Thanks! *Into my tool box this goes...*


----------



## LadyBecket (Jun 26, 2012)

Fabulous information!! Thank you for this link!!!


----------



## Mireillebc (Apr 7, 2013)

Will try it. Thank you.


----------



## crispie (Dec 17, 2011)

Thank you; I have struggled with that for years....so simple.


----------



## Palenque1978 (Feb 16, 2011)

Thank you so much for this link. It will be put to good use by myself and my students.


----------



## SouthernGirl (Dec 28, 2011)

Have bookmarked this page.


----------



## sam0767 (Jun 20, 2012)

I am going to be finishing up a afghan today (hopefully) and this is very useful. Going to give it a try today!!!! :wink: :wink: Thank you


----------



## Pmullenix (Apr 9, 2013)

Thanks for posting. I wasn't taught this way either but it looks reasonable. Will try it on my next tie in.


----------



## shelindo (Jul 1, 2011)

Great information. Bookmarked!


----------



## Betty2012 (Apr 24, 2012)

Hooray for Knitty--so much good info on there. Thanks for this.


----------



## CAS50 (Mar 26, 2012)

I subscribed to the site, there is a lot of great information there.
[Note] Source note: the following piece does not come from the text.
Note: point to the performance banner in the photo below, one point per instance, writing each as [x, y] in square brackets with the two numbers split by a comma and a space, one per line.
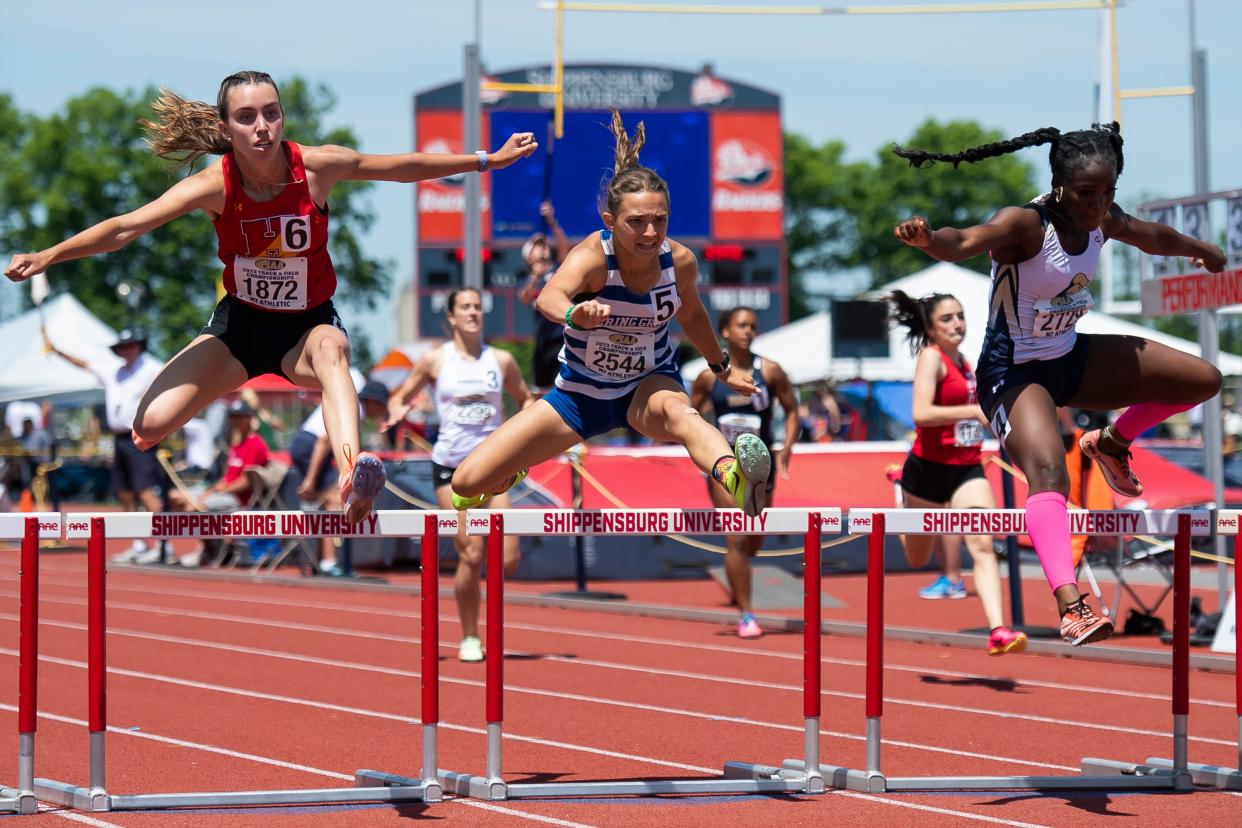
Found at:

Thanks for sharing!


----------



## sseidel (Apr 20, 2012)

vayankee said:


> Found this on Pinterest:
> things my grandma never taught me: the proper way to weave in ends - http://knitty.com/ISSUEfall04/FEATfall04TT.html


Great article, thanks for posting.


----------



## Woefkins (Dec 14, 2012)

Thank you for a very useful link. Now it's on my bookmark list, ready for when I need it.
Hannet


----------



## TawnyaFletcher (Nov 14, 2012)

So helpful. Thanks!


----------



## CarolBest (Sep 14, 2011)

Thank you


----------



## Reyna (Oct 24, 2012)

:thumbup: :thumbup:


----------